Sim, é importante ter um componente padrão, mas melhor ainda é ter um leque de opções para a mesma categoria à qual o problema pertence. Só pode ter uma opção em sua empresa? Pelo menos escolha algo flexível ou fácilmente expansível (sinto cheiro de fanboy por aí).
Excesso de componentes levando a excesso de integrações
Componentes possuem uma verruga que se chama integração.
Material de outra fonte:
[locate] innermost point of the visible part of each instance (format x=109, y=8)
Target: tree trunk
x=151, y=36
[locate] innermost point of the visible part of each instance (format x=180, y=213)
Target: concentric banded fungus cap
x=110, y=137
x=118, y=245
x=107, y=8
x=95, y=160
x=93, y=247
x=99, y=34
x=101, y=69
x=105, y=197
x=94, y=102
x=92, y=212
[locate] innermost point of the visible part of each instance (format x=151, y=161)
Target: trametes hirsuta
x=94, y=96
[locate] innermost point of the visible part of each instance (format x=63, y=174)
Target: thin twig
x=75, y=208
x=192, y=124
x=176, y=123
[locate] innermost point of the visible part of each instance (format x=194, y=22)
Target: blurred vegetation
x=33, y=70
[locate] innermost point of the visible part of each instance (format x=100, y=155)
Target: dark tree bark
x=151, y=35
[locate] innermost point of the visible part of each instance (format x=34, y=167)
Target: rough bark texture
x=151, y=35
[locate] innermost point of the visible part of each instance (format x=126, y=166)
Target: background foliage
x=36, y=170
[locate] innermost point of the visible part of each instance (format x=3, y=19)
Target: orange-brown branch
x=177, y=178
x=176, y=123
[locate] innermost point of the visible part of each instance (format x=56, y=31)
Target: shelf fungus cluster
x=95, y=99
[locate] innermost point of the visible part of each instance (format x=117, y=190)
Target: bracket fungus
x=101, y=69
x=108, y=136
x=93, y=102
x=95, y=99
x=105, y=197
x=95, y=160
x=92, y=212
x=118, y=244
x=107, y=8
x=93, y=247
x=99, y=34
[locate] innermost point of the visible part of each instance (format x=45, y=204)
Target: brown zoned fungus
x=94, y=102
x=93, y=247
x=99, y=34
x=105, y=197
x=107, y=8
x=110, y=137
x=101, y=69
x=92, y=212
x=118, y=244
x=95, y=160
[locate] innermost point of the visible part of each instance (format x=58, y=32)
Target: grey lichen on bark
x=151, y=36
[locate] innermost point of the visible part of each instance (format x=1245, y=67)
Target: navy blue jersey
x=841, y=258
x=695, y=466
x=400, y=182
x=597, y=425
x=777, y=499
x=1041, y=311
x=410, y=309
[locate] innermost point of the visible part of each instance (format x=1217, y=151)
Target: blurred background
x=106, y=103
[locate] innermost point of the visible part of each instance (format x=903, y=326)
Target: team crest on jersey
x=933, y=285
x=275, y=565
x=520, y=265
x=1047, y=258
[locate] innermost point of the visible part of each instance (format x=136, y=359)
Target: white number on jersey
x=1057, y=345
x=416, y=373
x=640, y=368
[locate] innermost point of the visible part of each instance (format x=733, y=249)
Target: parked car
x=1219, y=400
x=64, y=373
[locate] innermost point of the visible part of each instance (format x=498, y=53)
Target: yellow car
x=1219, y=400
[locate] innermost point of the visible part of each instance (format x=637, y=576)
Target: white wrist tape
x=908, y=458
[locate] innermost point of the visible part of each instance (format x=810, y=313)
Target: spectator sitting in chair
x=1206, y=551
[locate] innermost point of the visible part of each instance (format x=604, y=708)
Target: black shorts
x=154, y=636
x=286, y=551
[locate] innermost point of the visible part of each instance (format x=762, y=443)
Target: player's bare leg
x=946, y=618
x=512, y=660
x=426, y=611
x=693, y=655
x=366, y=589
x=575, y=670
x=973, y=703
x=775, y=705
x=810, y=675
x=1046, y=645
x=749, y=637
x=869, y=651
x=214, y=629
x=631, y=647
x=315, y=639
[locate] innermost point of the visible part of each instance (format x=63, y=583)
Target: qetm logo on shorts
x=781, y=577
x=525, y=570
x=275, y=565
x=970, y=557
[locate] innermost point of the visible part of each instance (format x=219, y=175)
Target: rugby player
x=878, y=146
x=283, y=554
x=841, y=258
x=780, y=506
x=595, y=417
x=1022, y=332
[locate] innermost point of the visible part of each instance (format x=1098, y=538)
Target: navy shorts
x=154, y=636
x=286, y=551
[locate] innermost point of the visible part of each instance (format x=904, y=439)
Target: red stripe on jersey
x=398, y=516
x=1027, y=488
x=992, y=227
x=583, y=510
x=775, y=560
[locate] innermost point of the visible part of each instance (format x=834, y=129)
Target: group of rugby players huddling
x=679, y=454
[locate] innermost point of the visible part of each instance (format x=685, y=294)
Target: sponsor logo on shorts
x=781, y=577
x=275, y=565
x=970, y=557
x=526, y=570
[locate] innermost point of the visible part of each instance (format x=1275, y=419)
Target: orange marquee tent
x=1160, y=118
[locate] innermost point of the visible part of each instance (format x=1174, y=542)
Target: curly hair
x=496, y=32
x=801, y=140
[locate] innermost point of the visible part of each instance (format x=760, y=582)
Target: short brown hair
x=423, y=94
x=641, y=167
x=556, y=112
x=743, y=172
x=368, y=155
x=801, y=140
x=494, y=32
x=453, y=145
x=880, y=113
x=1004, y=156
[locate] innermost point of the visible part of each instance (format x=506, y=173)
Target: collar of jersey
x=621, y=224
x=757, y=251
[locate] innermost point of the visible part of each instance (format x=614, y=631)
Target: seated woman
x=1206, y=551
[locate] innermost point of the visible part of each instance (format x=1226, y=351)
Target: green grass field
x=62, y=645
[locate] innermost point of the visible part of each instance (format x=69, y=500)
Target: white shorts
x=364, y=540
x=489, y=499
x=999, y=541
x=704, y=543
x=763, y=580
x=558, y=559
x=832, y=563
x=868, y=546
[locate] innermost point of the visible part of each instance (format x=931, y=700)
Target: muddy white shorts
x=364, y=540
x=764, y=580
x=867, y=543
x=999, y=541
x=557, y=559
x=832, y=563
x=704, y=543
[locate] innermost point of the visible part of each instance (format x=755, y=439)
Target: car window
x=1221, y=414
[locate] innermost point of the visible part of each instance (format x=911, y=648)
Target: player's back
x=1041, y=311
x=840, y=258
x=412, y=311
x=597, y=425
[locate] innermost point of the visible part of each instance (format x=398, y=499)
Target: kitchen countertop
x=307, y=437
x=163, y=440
Como na essência deste conceito está a isolabilidade, sempre que um componente é adotado, faz-se necessária a sua integração no sistema cliente.
Na maior parte dos casos a integração é via código mesmo: o componente é escrito na mesma linguagem ou já existe algum binding entre plataformas de desenvolvimento que permita seu uso de forma transparente. No entanto, nem sempre temos um mundo tão simpático assim. Lembre-se que em integrações nas quais é necessário executar transformações sempre há perda de performance.
Conclusões
Não me assustaria se algum leitor comentasse no blog que sou contra a componentização. Isto seria um erro: sou a favor do componente pensado e não naquele cuja origem foi forçada. Acredito que devam surgir naturalmente a partir da experiência da empresa pois só assim conseguem de fato agregar algo à equipe.
É importante que o desenvolvedor tenha em mente os princípios que mencionei para que caso precise lidar com um gerente ou cliente mal informado lhe pressionando na execução desta "missão" possa expor as dificuldades inerentes ao problema e assim evitar ter mais retrabalho que reaproveitamento no final das contas.